Die 80/20 Regel

Die 80/20-Regel besagt, dass du versuchst, 80 % möglichst optimal umzusetzen und bei den restlichen 20 % aber bewusst etwas lockerer bleibst. Dieses Prinzip funktioniert sowohl im Training als auch in der Ernährung.

Im Training bedeutet das: Du gibst dein Bestes, etwa 80 % deiner Einheiten sinnvoll und strukturiert zu gestalten. Die übrigen 20 % dürfen ruhig einmal vom Plan abweichen. Du musst dich also nicht verrückt machen, wenn dein Gerät besetzt ist und du improvisieren musst. Oder wenn du dich an einem Tag nicht fit fühlst und das Workout skalierst, was übrigens oft die bessere Entscheidung ist. Vielleicht gehst du am Wochenende auch lieber mit Freunden wandern, anstatt ins Crossfittraining.

Solange du deine 80 % erfüllst und konsequent dranbleibst, wirst du Fortschritte machen. Gleichzeitig verlierst du weder die Freude noch die Leichtigkeit am Sport. Du bleibst offen für Neues, bewegst dich auch ausserhalb des Gyms und integrierst Sport in deinen Alltag, genau so, wie es die CrossFit-Pyramide vorsieht. Unser Körper ist dafür gemacht, sich zu bewegen, und nicht nur, um vor dem Spiegel gut auszusehen.

Dasselbe gilt für die Ernährung. Nutze die Gelegenheiten, in denen du bewusst eine bessere Wahl treffen kannst: ein ausgewogenes Frühstück statt eines Nutellabrots, eine zusätzliche Portion Gemüse in der Cafeteria oder eine Banane statt eines Schokoriegels vor dem Training. Gleichzeitig musst du dir nichts verbieten. Die anderen 20 % dürfen problemlos Platz für Genuss haben. Iss die Nachos im Kino. Geh mit Freunden essen und bestell das, worauf du Lust hast.
Genau dadurch entsteht eine gesunde Balance. Du musst nicht ständig verzichten und hast oft deutlich weniger Heisshunger, weil keine Lebensmittel verboten sind. Essen ist für uns nicht nur Nahrungsaufnahme. Es bedeutet auch Genuss, Gemeinschaft und Lebensqualität.

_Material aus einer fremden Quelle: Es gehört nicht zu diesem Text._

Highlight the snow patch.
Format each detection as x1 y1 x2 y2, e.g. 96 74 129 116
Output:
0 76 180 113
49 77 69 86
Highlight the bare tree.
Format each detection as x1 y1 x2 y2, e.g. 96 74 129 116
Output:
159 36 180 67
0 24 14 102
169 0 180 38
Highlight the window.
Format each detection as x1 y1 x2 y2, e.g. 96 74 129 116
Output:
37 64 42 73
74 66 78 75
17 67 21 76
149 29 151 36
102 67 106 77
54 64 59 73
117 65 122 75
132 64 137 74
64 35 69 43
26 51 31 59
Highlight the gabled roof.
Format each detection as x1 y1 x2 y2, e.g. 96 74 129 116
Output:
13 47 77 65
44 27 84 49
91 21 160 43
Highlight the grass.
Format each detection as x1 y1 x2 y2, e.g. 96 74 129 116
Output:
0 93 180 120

Was ich an der 80/20-Regel besonders schätze, ist die Gelassenheit, die sie mir gibt. Ich trainiere heute weniger verbissen, muss keine Kalorien mehr zählen und sage auch spontanen Restaurantbesuchen nicht mehr ab. Solange ich meine Balance halte, fühlt sich mein Alltag entspannt an und genau das gibt mir Sicherheit.

Natürlich klingt das alles einfacher, als es in der Realität oft ist. Ich habe Jahre gebraucht, um diese Denkweise sowohl im Training als auch in der Ernährung wirklich zu verinnerlichen. Und auch heute gibt es noch Tage, an denen es mir schwerfällt, locker und spontan zu bleiben. Der Unterschied ist aber: Ich habe einen Weg gefunden, der langfristig funktioniert. Einen Weg, der Leistung ermöglicht, ohne dass dabei die Lebensqualität auf der Strecke bleibt. Denn Konstanz schlägt Perfektion in jeder Hinsicht.